Pertanyaan: kami ingin penjelasan tentang batasan dalam memahami siapakah pengikut ahlus sunnah itu, dimana ada sebagian orang yang mengatakan: bahwa mereka termasuk dari kalangan ahlus sunnah .Bila seseorang mendengar ucapan mereka, ia mendapatinya mengatakan: berfirman Allah, bersabda Rasulullah shallallahu alaihi wasallam. Namun jika seseorang melihat ucapan dan perbuatannya, maka dia mendapati sebaliknya, dilihat dia memuji ahlul bid’ah dan sesat, dan menyebut mereka sebagai imam mujaddid (pembaharu agama), dan sebaliknya dia mencela ahlus sunnah dan atsar bahwa mereka tidak mengerti fiqhul waqi’, atau mengatakan bahwa fiqih mereka hanya berada diseputar celana wanita, atau mereka adalah para ulama haid dan nifas, atau mengatakan bahwa dunia telah menipu mereka. Sebagian lagi ada yang menganggap bahwa jama’ah-jama’ah bid’ah ini merupakan dampak yang positif, dan termasuk dari kalangan ahlus sunnah, dan perpecahan mereka bukanlah perpecahan yang tercela. Sebagian lagi ada yang menganggap bahwa apa yang disebut dengan nasyid, teater dan pertunjukkan, termasuk diantara wasilah yang sepantasnya bagi seorang da’i kepada jalan Allah untuk menempuhnya dalam berdakwah, sebab (dengan itu) dapat memasukkan manusia ke dalam agama Allah secara berbondong-bondong. Sebagian lagi ada yang menyebut prinsip-prinsip yang para imam ahlus sunnah telah menghukumi bahwa itu merupakan prinsip-prinsip bid’ah dan sesat, dan bahwa prinsip-prinsip ini tidak ada hubungannya dengan sunnah dari sisi manapun. Maka bagaimana nasehatmu –semoga Allah menjagamu-?

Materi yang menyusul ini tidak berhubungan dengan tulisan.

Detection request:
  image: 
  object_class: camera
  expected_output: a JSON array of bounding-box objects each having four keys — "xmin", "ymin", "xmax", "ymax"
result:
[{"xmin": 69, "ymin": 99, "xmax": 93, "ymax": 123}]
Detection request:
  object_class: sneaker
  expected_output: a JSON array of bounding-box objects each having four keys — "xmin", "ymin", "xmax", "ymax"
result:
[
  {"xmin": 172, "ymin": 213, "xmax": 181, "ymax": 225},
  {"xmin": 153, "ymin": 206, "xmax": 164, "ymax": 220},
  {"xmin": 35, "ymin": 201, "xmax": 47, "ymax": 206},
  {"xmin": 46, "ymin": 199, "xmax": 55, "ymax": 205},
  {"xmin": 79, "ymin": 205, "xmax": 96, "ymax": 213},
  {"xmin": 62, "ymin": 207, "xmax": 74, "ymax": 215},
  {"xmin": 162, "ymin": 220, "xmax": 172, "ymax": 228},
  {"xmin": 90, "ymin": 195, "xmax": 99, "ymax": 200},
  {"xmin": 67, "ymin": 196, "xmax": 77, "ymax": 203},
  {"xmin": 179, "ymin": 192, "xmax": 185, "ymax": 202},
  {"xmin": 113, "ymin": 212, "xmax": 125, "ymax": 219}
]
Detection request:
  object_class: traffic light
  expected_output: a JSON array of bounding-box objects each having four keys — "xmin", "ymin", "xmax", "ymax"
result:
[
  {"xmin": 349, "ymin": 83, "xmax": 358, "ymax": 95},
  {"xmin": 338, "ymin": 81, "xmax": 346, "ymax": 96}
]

Maka beliau menjawab dengan jawaban sebagai berikut:
الجواب: كما ذكرت أن صاحب السنة ليس مما يجتهد الناس فيه فيحكمون فيه بأهواءهم أنه صاحب سنة أو صاحب بدعة ,وإلا فالكثير من أهل البدع يدعون أنهم أهل السنة وأن من خالفهم هو من أهل البدع ,وهذا باب توقيفي فصاحب السنة هو من قام بالسنة علما وعملا ودعوة إليه ,وارجعوا إلى النصوص فمن وافق عمله عمل النبي صلى الله عليه وسلم فهو من أهل السنة ,ومن خالف هدي النبي صلى الله عليه وسلم فهو من أهل البدع الذين خرجوا عن السنة .فالسنة معلومة وأصول السنة معروفة في التوحيد وفي القدر وفي الإيمان وفي أصحاب النبي صلى الله عليه وسلم وفي طاعة ولاة الأمر وفي معرفة معاملة العلماء وفي الدعوة إلى الله عز وجل ,دعوة أهل السنة ظاهرة ولا تخفى,ووالله لو عرف الناس السنة وأهلها ما عاداها أحد ,لكن الناس يجهلون السنة ويجهلون حقيقة السنة فيعادونها بجهلهم بها وإلا فالسنة هي المصلحة العظيمة في الدنيا والآخرة لكل أحد,هي لمصلحة الحكام ولمصلحة المحكومين لمصلحة الآباء ولمصلحة الأبناء لمصلحة الرجال ولمصلحة النساء ,لمصلحة الفقراء ولمصلحة الأغنياء ,ليس هناك فرد من أفراد الأمة إلا والسنة في نصرته فما يتركها أحد ولا يتنكر إليها أحد .فالسنة هي ما سنه النبي صلى الله عليه وسلم وما كان عليه الخلفاء الراشدون من بعدهم والبدعة هو ما عدا ذلك كما أخبر النبي صلى الله عليه وسلم .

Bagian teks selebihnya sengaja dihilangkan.